Should Pope Benedict XVI Resign?

...this is a question posed by KMOX Radio's Mark Reardon, who hosted an hour of some of the most confusing arguments for the Pope's resignation I've ever heard.

His basic principle was this: Accepting the facts of the New York Times' recent article bashing the Pope, should the Pope resign, as would any other head of an organization accused with being an accessory to a crime?

Unfortunately for Mark, most Catholics do not (and likely will not ever) accept the Times as a credible source of information when it comes to Catholic-bashing. There have been numerous posts on the problems in the NYT piece (some are linked to at the bottom of this post), but Mark would not for a moment entertain these problems, or any other arguments against the basis of his question.

Rather, he blamed a couple people for being insensitive to the victims of these crimes. Mark: nobody is arguing that the crimes should be shuffled under the rug or covered up. Rather, people are arguing that, in the specific instance of the NYT piece (and in most media reporting of the issue, by and large), there are serious flaws and inaccuracies that cause most rational people to discount the entire article!
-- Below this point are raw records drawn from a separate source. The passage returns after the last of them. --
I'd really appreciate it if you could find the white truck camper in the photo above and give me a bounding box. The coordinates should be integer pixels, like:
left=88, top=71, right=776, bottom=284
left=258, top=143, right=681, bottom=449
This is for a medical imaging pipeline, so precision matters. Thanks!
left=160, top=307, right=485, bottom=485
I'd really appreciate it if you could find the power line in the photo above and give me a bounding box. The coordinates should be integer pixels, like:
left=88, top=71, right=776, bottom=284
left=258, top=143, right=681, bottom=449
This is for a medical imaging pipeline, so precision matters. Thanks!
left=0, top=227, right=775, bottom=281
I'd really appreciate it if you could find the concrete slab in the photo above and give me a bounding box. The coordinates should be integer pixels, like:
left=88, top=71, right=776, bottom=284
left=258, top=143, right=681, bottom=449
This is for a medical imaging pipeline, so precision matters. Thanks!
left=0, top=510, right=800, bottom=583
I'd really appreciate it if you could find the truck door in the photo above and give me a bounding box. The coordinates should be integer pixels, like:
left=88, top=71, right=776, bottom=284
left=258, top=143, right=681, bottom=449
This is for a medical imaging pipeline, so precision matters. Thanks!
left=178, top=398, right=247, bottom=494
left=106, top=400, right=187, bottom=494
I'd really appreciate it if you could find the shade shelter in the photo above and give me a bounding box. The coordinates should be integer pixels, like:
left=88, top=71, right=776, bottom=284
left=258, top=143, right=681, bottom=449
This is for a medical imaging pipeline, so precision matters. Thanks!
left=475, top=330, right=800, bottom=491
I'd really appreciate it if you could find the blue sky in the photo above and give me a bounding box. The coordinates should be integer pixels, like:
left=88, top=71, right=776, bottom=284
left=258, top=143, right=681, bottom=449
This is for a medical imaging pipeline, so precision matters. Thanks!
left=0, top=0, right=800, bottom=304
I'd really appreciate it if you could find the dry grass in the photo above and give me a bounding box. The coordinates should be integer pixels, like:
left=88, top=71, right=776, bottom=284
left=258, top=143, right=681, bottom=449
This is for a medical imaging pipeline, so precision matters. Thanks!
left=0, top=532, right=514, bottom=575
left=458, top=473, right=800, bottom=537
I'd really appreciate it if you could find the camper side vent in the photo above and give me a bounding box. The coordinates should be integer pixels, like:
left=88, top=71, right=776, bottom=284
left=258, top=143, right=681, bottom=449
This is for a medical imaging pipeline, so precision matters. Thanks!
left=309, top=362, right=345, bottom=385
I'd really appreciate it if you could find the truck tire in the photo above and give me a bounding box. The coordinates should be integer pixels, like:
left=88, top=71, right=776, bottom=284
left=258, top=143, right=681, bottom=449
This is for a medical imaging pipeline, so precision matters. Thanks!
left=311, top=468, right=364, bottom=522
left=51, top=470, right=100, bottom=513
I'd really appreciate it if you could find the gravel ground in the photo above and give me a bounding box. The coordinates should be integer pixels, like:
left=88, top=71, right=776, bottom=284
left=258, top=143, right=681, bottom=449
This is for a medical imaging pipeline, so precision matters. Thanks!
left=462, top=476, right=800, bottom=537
Anyways, here's some good reading on the issue:


thanks for misconstruing my entire argument. it's shameful that people continue to defend the church over what in any other circumstance would be criminal behavior.

I am not misconstruing your argument. And in no way do I ever, would I ever, or should I ever accept, or condone, or allow for the behavior of some bishops and curial members in the handling of the sex abuses that have happened in the past.

I don't think any reasonable person would defend the coverups that have happened. Those who participated in them directly should be prosecuted by the law.

However, your show yesterday asked the question, "Should Pope Benedict XVI resign?" To this, I answer very strongly, no. At least, not if you are judging by the recent hubbub from the NYT.

If you'd like to argue for stronger sanctions against priests who are not living their call to be faithful and holy priests, or argue for stronger reprimands or punishments (by law or in the Church) for those administrators involved in coverups, then I'll talk with you.

But if you automatically trust the facts stated in the NYT article, and won't listen to any arguments about the veracity of the Times' claims, then I can't talk to you, because you won't listen...

...or are you just using the shock-and-awe question "Should Pope Benedict XVI Resign?" as a quick freebie to get more listeners?

In either case, if you'd like to discuss the punishments for the crimes committed, and for those who allowed them to happen under their direct jurisdiction, then please state that *that* is your topic of discussion... not the resignation of Pope Benedict. I think this confusion is what has led to a lot of ruffled feathers.

Thanks Jeff,
Also has a good article by Michael Cook called " The gathering storm"
Here is an excerpt:The huge, unreported story is that we are in denial about a widespread, deliberate, systemic encouragement of people not to control their sexuality. It’s as if a health department allowed witch doctors and Reiki therapists to edge out surgeons. Or as if a defence department allowed its tanks to rust. Fundamental principles of a civilized society like sexual restraint, fidelity in marriage, and nurturing families, are being undermined. The mind-numbing list of politicians caught with their pants down, the tsunami of pornography, sky-rocketing teen sex – all these are warning bells about the consequences of creating a hyper-sexualised culture.

I agree with you fully on that. Another good read on the issue is Humanae Vitae, by Pope Paul VI. Our society is headed nowhere fast, and we must pray that we can get out moral act together. I fear that our country will be torn apart not over abortion or religion, but over sexual immaturity.